Her national political career began twenty years ago when she became deputy of the National Assembly after graduating from the ENA and Sciences Po and having worked at the State Council. After that, she was minister of higher education and research from 2007 to 2011, budget minister until 2012, national deputy again, and has been governor of the Île-de-France region since 2015. Daughter of a very high-level telecommunications businessman and married to Jérôme Pécresse, president of Alstom Renewable Power, she also has a net worth of 10 million euros. Moreover, even though she founded her own party in 2019, her coalition is sustained by the traditional Les Republicains, which has roots that go back all the way to Charles de Gaulle.
All of these facts would have been assets – and not liabilities – two elections ago, but much has changed on the right side of the spectrum since then. The demographic coalition that supported Nicolas Sarkozy – France’s last president of the traditional right – has completely eroded. For instance, economic liberalism no longer has to be tied to social conservatism. Society progressed, and social conservatism lost ground in the mainstream, especially amongst the youngest. In France, this allowed Emmanuel Macron to occupy a place in the center that merges social progressiveness with liberal economic proposals, attracting especially the 20-30% of the electorate with higher income and education and more progressive views on cultural issues and migration. Meanwhile, the 5-15% higher-income conservatives turned to Zemmour, while the 10-20% with a lower income turned to Le Pen. The 5-15% share left for Pécresse are thus those with higher income not liberal enough to support Macron and not conservative enough to go all the way to Zemmour. Trapped in this middle, she has nowhere to run.

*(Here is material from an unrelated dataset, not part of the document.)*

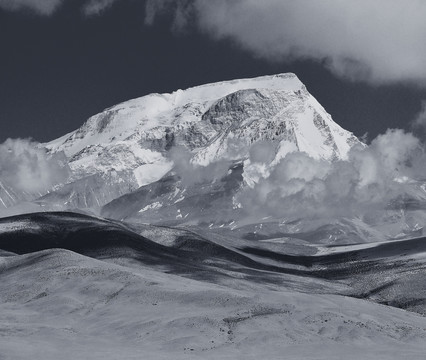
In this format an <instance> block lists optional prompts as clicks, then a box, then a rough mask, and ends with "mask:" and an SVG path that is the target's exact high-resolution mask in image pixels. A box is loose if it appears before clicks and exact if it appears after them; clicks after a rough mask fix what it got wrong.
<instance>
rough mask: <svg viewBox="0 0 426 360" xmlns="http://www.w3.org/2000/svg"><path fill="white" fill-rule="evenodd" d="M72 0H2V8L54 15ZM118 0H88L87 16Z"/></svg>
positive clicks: (83, 6)
mask: <svg viewBox="0 0 426 360" xmlns="http://www.w3.org/2000/svg"><path fill="white" fill-rule="evenodd" d="M65 1H71V0H0V8H3V9H5V10H9V11H19V10H24V9H30V10H33V11H35V12H36V13H38V14H40V15H46V16H47V15H52V14H53V13H54V12H55V11H56V10H57V9H59V7H60V6H61V5H62V4H63V3H64V2H65ZM115 1H116V0H87V1H86V2H85V3H84V4H83V7H82V9H83V13H84V14H85V15H86V16H91V15H99V14H101V13H102V12H103V11H104V10H106V9H108V8H109V7H111V6H112V4H113V3H114V2H115Z"/></svg>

This became clear already in the primaries of Les Republicains, where Éric Ciotti, one of the congressmen of the party that most openly flirts with ideas of the far-right, came first in the first round of voting. Pécresse made it to the second round, and, backed by the establishment of the party, won it fairly easily, but not without adding more troubles to her campaign. A few months after the vote, the newspaper Libération published an investigative report that pointed to dozens of fraudulently registered voters, including people who had already passed away and a dog named Douglas, that rendered inspiration for this incredible twitter-page.
Punctual mistakes and setbacks like this one during the trail do explain the size of her fall, but they don’t tell the full story. A look back at her campaign shows us that Valérie Pécresse represents a kind of right that is unwilling to change, signaling a lack of knowledge of their own ideology. A conservatism that doesn’t change along with society becomes reactionary. Those who embraced this change went with Macron, while those who did not sided with the other part of the Zeitgeist, viz. Le Pen’s and Zemmour’s (and Trump’s, Orbán’s, and Bolsonaro’s) anti-establishment reactionism. Fears of what this shifting of landscapes means for democracy, especially where and when the far-right is able to form a majority, are of course well-placed. Negating it, however, leads only to defeat.